Toute la législation subséquente à l’Acte des brevets de 1869, 1869 (Can.), chap. 11, découle de celle-ci laquelle suit de près la loi des États-Unis de 1836 (5 Stat. 117). La Loi de 1869 exigeait (art. 14) que le mémoire descriptif décrive correctement et complètement le ou les modes d’opération envisagés par le demandeur et énonce clairement les inventions et choses qu’il réclame comme nouvelles et dont il réclame la propriété et l’usage exclusifs. Les premiers mots du par. 36(1) actuel et les exigences du par. 36(2) sont exprimés à peu près dans les mêmes termes. Une nouvelle loi a été adoptée en 1872, modifiée à l’occasion et révisée en 1886 et en 1906, mais sans grand changement à ce qui correspond maintenant à l’art. 36. En 1923, une nouvelle loi est entrée en vigueur; elle comportait les mots mêmes qu’on trouve aujourd’hui au début du par. 36(1). Elle exigeait que l’inventeur expose clairement les diverses phases d’un procédé et termine la description par une ou plusieurs revendications énonçant avec précision les choses ou combinaisons que le demandeur considère comme nouvelles et dont il revendique la propriété et le privilège exclusifs. On établissait donc une distinction entre les «revendications» et le corps du mémoire.

En 1935, une autre Loi sur les brevets était adoptée dont l’art. 35 était presque le même que le l’art. 36 actuel. Elle apportait deux changements qui sont particulièrement pertinents en l’espèce: (i) elle exigeait que les parties explicatives s’adressent à une personne versée dans l’art, ce qui n’était que la codification de ce qui avait toujours été la règle en common law, et (ii) elle ajoute les derniers mots

[Page 519]

du par. (1), qui sont de première importance en l’espèce, soit: «Il doit particulièrement indiquer la partie, le perfectionnement ou la combinaison qu’il réclame comme son invention».

Ce qu’on a voulu obtenir en ajoutant les mots cités n’est pas tout à fait clair. Ils ont peut-être été ajoutés ex abundante cautela, pour avoir plus de détails dans les descriptions, mais ils semblent presque redondants, si on les rapproche du par. 36(2) et de la définition d’«invention». A première vue, la modification de 1935 n’a rien ajouté en substance à ce qui était requis depuis 1869. Je suis donc d’avis que le droit déterminé par l’arrêt de cette Cour Baldwin International Radio Company of Canada, Limited c. Western Company Incorporated, et Northern Electric Company Limited[2], est encore valable, malgré les modifications apportées à la Loi sur les brevets en 1935. Dans l’arrêt Baldwin, le juge Rinfret, alors juge puîné, dit, au nom de la Cour, à propos de l’art. 14 de la Loi sur les brevets (aujourd’hui l’art. 36):

[TRADUCTION] L’article dispose que: La demande doit

a) donner une explication exacte et complète de l’invention et de son application ou exploitation telles que projetées par l’inventeur;

b) exposer clairement les diverses phases d’un procédé, ou le mode de construction, de confection ou de réunion d’une machine, d’une fabrication ou d’une composition de matières;

c) se terminer par une ou plusieurs revendications énonçant avec précision les choses ou combinaisons que le demandeur considère comme nouvelles et dont il revendique la propriété et le privilège exclusifs.

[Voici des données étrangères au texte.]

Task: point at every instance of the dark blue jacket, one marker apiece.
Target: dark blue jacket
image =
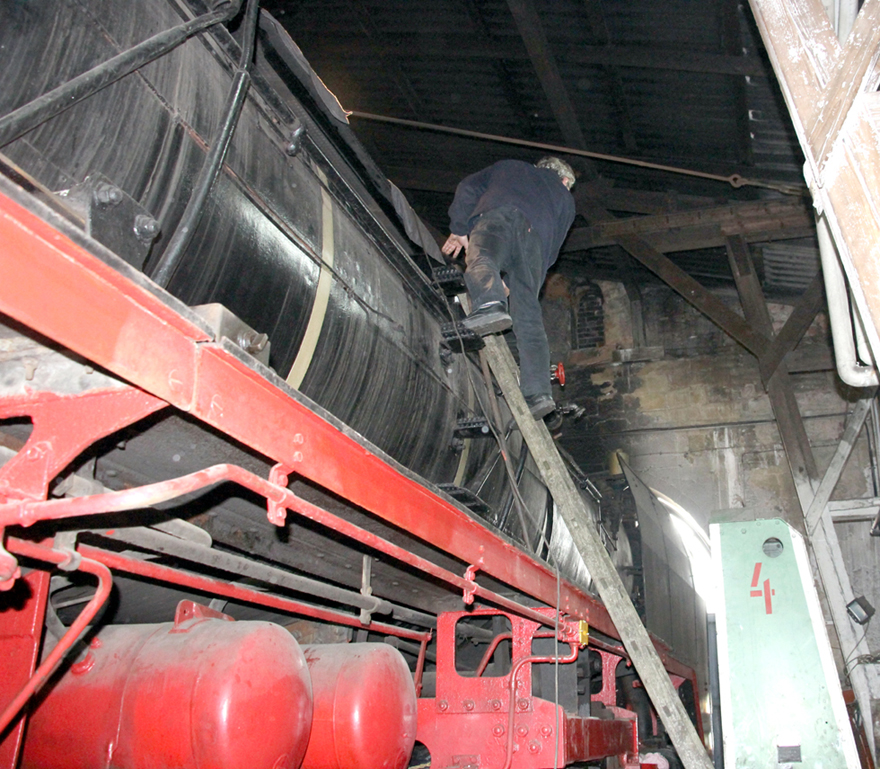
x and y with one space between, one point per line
537 192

Ce qui est exigé c’est donc, selon notre droit, que le demandeur fournisse une description complète et exacte de l’invention et de son application ou exploitation. Si l’invention consiste en un nouveau procédé, il doit en exposer clairement les diverses phases; s’il s’agit d’une machine, de la fabrication ou d’une composition de matières, le mémoire doit en expliquer le mode de construction, de confection ou de réunion. Ensuite, dans tout brevet, là ou les revendications doivent énoncer avec précision ce que le demandeur considère comme nouveau et dont il revendique la propriété et le privilège exclusifs. Si l’invention consiste en une chose nouvelle ou en l’amélioration d’une chose, il doit en faire état, mais

[Page 520]

si l’invention consiste seulement en une combinaison nouvelle d’éléments ou d’appareils connus, cette combinaison est suffisamment décrite si les éléments ou appareils dont elle se compose sont tous nommés, si le mode d’opération en est donné et si le nouveau résultat utile qu’elle doit procurer est signalé (Comparer avec Bates v. Coe, (1878) 98 U.S. 31). C’est seulement si le demandeur veut revendiquer l’invention d’un élément inclus pour l’élément lui-même qu’il devient nécessaire au demandeur de revendiquer l’élément séparément, s’il veut en obtenir la propriété et le privilège exclusifs. [à la p. 105]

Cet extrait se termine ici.